Klassischer Tanz:Biedermeierlich, kokett, frivol

Klassischer Tanz: Coppélius (Luigi Bonino) wird von Swanilda (Virna Toppi) getäuscht. Er hält sie für Coppélia.

Coppélius (Luigi Bonino) wird von Swanilda (Virna Toppi) getäuscht. Er hält sie für Coppélia.

(Foto: Wilfried Hösl)

Das Bayerische Staatsballett mit Roland Petits "Coppélia"

Von Eva-Elisabeth Fischer

Die letzte "Coppelia" an der Bayerischen Staatsoper war die von Youri Vámos im Jahr 1981, ein harmloses Ballettmärchen, in dem Joyce Cuoco als Swanilda/Coppelia wie sonst auch unerschütterlich ihre Pirouetten in die Höhe schraubte. Was wäre gewesen, hätte Igor Zelensky den Auftrag für eine zeitgemäße Version des ursprünglich letzten romantischen Balletts "Coppelia" aus dem Jahr 1870 an eine ebenso kluge wie lässig-provokante Choreografin, nämlich zum Beispiel an die Dänin Mette Ingvartsen vergeben? Dann wäre es vermutlich nicht bei diesem einzigen entlarvenden Tanz mit abgründig doppeltem Boden geblieben, in dem sich Meister Coppélius selig-verloren in Roland Petits "Coppélia", dem ersten Petit am Hause, mit seinem Automatengeschöpf dreht. Es ist der letzte Walzer dieser walzerseligen Musik von Léo Delibes, getanzt mit einer schmiegsamen Gummipuppe, die sonst, aufgerüscht in schwarzer Spitze zu einer unnahbaren Spanierin mit Fächer vor dem Gesicht und ebenso keusch wie verlockend gekreuzten Spitzenschuhen unbeweglich in Coppélius' Schaufenster sitzt.

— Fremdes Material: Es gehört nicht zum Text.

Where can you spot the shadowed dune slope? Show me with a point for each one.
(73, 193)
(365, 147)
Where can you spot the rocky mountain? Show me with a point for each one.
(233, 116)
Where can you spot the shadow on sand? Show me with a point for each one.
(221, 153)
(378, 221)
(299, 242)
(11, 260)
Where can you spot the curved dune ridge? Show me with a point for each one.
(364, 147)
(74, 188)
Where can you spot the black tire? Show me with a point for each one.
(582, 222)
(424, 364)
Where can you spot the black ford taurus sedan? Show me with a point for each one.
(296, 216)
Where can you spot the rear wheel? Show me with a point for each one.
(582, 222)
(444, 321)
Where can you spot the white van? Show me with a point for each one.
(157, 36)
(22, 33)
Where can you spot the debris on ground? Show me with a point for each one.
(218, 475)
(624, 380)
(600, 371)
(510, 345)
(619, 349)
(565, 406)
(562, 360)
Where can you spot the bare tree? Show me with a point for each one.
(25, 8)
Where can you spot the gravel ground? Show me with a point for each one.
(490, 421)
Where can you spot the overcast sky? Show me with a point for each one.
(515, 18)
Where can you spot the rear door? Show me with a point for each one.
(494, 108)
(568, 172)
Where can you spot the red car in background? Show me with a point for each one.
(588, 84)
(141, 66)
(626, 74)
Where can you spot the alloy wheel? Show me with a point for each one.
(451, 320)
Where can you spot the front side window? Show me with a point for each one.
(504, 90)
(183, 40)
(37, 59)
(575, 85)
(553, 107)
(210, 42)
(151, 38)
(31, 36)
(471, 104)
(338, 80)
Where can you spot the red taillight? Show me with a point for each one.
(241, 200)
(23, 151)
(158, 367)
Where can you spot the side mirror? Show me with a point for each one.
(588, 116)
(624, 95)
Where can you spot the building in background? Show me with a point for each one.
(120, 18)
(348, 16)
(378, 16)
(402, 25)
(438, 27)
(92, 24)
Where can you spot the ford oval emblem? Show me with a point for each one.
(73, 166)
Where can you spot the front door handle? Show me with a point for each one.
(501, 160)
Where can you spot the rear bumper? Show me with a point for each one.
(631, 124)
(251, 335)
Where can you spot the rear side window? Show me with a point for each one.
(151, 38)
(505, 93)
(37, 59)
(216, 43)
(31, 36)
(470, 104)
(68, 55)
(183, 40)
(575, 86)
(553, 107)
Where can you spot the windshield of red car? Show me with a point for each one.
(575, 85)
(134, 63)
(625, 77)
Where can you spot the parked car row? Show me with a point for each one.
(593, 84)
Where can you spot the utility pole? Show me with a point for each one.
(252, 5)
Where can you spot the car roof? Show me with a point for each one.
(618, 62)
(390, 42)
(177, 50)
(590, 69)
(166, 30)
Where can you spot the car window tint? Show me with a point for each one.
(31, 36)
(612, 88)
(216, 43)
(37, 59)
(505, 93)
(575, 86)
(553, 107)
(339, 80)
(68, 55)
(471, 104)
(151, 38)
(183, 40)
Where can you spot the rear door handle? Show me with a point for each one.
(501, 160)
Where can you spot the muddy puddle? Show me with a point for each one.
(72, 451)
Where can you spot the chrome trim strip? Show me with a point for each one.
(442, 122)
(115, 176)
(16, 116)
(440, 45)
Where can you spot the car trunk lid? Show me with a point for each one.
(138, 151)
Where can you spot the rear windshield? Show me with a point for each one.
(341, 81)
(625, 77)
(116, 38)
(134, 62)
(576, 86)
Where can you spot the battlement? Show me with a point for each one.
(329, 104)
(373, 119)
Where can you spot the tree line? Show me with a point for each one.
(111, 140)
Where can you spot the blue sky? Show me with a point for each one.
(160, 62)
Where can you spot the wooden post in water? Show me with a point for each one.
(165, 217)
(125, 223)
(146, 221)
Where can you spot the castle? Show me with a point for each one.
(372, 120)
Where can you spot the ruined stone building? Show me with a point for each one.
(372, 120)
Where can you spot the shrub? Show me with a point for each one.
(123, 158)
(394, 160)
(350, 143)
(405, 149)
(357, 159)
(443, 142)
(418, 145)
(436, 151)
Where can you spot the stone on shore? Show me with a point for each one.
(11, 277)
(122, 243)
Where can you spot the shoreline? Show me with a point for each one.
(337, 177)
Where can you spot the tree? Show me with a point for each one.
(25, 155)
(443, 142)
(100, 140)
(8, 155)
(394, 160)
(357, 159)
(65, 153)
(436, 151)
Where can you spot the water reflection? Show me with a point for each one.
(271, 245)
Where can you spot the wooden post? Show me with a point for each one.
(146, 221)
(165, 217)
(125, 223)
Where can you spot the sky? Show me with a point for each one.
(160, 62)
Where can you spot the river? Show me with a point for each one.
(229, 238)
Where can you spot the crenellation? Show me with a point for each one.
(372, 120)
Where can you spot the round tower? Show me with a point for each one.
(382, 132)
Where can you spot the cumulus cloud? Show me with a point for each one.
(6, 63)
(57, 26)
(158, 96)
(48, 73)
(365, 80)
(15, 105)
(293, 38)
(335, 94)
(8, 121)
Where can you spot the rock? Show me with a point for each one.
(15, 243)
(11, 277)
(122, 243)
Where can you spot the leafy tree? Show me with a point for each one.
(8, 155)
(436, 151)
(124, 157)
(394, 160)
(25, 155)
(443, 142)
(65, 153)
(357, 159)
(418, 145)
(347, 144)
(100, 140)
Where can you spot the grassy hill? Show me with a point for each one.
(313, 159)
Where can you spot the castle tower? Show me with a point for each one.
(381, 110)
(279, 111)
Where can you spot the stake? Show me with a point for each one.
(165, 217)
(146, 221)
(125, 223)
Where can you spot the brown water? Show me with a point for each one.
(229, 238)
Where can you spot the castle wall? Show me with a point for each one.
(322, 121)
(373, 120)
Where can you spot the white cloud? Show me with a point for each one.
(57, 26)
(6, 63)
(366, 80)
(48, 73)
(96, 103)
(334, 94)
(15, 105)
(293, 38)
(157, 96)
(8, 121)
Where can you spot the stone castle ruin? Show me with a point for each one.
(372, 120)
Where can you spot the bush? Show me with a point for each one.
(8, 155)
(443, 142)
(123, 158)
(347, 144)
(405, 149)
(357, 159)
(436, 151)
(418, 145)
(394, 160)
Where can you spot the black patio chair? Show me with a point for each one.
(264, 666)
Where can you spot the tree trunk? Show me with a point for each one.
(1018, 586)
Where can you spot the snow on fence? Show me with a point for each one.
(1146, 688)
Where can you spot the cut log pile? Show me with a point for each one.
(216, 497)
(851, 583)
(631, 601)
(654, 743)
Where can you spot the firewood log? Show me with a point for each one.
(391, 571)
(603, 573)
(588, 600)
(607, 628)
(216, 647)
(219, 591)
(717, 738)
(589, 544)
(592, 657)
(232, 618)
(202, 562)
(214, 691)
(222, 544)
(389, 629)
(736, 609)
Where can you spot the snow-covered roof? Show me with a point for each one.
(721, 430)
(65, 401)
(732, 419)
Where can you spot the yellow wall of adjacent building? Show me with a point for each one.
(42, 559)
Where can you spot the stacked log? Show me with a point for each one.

Coppélias Spitzenschuhe sind für den Walzer an Coppélius' Schuhen befestigt und lassen ahnen, was der Magier gern noch alles mit ihr anstellte. Sonst nämlich ist diese Puppe ein starres Ungetüm aus Holz, das am Ende in seine Einzelteile zerfällt - und damit den Traum des armen, alten Gecken Coppélius von der willigen Gefährtin zunichte macht. Eine wie Mette Invartsen würde die Holzpuppe ganz und gar zugunsten einer maßgefertigten Sexpuppe von der Bühne verbannen. Für diese könnte die schöne Swanilda, Verlobte des jungen Franz, welcher sich nun wiederum in ihr Puppen-Double verguckt, ruhig weiterhin das heimliche Modell abgeben. Dann aber wären die Zuschauerreihen im Nationaltheater zur Premiere der "Coppélia" vermutlich nur schütter besetzt, und es würde wohl kaum wiederholten Szenenapplaus und am Schluss eher Buhs als Ovationen wie an diesem Abend gegeben.

Was hier so einhellig den Publikumsgeschmack trifft, ist die 1975 von Roland Petit an E.T.A. Hoffmanns Märchen "Der Sandmann" angelehnte und in bewunderungswürdiger Kleinarbeit von Petits Erbwalter Luigi Bonino auf den Punkt einstudierte Choreografie von "Coppelia". Nun, da französisch mit einem Accent aigu versehen, lässt es der Choreograf à la française in der Puppenkiste rappeln, zaubert daraus fesche Soldaten und blitzsaubere Mädchen hervor, die wie die aufgezogenen Marionetten in Fenstern posieren. Oder in Reih' und Glied Arme, Hände, Beine, Füße in aberwitziger choreografischer Petit-Point-Stickerei feinste Tanzmuster von staunenswerter Akkuratesse in ihre durch und durch biedermeierliche Welt setzen. Da neigt sich jeder Federbusch, jeder Kopf millimetergenau im gleichen Winkel.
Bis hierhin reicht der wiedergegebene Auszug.